Adams, Byers and Cain all were drafted into the military. They spent about 13 months in Vietnam, and all three were discharged in 1968.
The conversation in the restaurant parking lot was lighthearted, but it was evident all three Marines experienced some tough and dangerous times in Vietnam.
“Did you have any close calls?” a reporter wondered.
Byers, who could well front for a stand-up comedian, started laughing.
“The closest call I had was when a member of the Viet Cong cut my hair,” he grinned.
It happened. Apparently some war prisoners were doubling as barbers and one of them cut Byers’ hair.
“I made some remarks about the Viet Cong while I was getting my hair cut,” Byers shuddered. “I didn’t know he was the enemy.”
Adams’ rank was corporal and Byers and Cain were lance corporals. All three were combat engineers.
“Basically, we all had the same schooling, the same training,” said Adams.
All three were discharged from the Marines in 1968 and went their separate ways.
Adams got a job in Indianapolis and was there for 13 years. Some 10 years ago, he and his wife, Brenda, came back to Pulaski County and bought the grocery store at Ano.
Byers said he piddled around for awhile in livestock and farming and then went to work in the oil fields.

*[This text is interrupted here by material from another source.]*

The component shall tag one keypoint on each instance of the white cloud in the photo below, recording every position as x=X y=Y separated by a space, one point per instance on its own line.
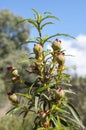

Cain was in Indianapolis for about a year and then worked at Sun Chemicals in Cincinnati. It was here he met Bryant and they have been close friends for 40 years.
Adams and Cain are 66. Byers is 67.
A reporter suggested a good photograph would be the three former Marines sitting in the rocking chairs on the porch at Cracker Barrel.
“Oh no, we’re not that far along,” Byers retorted. They posed beside the pickup.